Scale-dependent growth from a transition in dark energy dynamics

Abstract

We investigate the observational consequences of the quintessence field rolling to and oscillating near a minimum in its potential, if it happens close to the present epoch ($z\ensuremath{\lesssim}0.2$). We show that in a class of models, the oscillations lead to a rapid growth of the field fluctuations and the gravitational potential on subhorizon scales. The growth in the gravitational potential occurs on time scales $\ensuremath{\ll}{H}^{\ensuremath{-}1}$. This effect is present even when the quintessence parameters are chosen to reproduce an expansion history consistent with observations. For linearized fluctuations, we find that although the gravitational potential power spectrum is enhanced in a scale-dependent manner, the shape of the dark matter/galaxy power spectrum is not significantly affected. We find that the best constraints on such a transition in the quintessence field is provided via the integrated Sachs-Wolfe effect in the CMB-temperature power spectrum. Going beyond the linearized regime, the quintessence field can fragment into large, localized, long-lived excitations (oscillons) with sizes comparable to galaxy clusters; this fragmentation could provide additional observational constraints.

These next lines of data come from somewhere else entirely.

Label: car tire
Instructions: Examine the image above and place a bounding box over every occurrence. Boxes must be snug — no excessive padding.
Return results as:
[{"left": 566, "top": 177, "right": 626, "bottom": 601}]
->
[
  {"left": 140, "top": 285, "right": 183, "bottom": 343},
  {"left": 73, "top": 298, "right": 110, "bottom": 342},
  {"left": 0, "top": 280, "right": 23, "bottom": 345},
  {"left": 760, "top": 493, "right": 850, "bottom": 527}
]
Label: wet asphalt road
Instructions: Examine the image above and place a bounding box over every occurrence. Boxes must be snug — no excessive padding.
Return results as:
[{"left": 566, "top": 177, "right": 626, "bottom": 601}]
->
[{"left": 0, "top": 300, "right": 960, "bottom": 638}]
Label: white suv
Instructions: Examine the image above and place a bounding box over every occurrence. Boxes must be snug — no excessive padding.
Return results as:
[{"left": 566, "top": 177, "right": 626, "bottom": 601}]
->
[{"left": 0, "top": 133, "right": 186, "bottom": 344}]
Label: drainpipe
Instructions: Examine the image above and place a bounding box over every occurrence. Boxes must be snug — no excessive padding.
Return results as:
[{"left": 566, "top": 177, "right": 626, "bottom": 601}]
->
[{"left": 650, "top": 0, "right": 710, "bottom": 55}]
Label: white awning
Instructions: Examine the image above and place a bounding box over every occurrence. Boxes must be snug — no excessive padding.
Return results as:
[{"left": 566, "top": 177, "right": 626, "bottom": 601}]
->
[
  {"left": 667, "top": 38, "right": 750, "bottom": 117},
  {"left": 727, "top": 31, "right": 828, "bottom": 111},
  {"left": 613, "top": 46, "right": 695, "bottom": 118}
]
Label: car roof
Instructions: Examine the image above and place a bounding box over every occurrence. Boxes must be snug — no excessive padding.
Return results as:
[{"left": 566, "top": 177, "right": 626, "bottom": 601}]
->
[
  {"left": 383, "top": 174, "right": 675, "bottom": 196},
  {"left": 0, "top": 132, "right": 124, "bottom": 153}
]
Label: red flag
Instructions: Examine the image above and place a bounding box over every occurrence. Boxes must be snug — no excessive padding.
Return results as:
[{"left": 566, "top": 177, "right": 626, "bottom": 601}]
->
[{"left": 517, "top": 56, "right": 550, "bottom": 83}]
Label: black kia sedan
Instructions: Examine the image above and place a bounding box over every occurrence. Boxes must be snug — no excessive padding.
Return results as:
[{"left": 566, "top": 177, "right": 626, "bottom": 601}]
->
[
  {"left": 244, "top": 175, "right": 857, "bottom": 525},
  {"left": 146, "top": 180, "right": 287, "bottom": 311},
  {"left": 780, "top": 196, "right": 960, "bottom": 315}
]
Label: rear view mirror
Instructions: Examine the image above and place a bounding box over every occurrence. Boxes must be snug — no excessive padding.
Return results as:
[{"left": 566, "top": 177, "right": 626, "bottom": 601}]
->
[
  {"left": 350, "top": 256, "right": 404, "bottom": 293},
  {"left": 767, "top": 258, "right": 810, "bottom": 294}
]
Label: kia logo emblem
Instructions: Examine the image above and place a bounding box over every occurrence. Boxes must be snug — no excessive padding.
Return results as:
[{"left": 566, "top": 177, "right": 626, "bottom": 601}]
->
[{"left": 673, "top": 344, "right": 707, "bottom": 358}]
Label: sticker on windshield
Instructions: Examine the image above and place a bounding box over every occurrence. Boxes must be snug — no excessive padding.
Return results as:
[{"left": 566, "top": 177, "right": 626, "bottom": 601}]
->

Two quoted signatures of modified gravity are a scale-dependent growth of the gravitational potential and a difference between the matter power spectrum inferred from measurements of lensing and galaxy clustering. Here, both effects are achieved by a minimally coupled scalar field in general relativity with a canonical kinetic term. In other words we show that, with some tuning of parameters, scale-dependent growth does not necessarily imply a violation of General Relativity.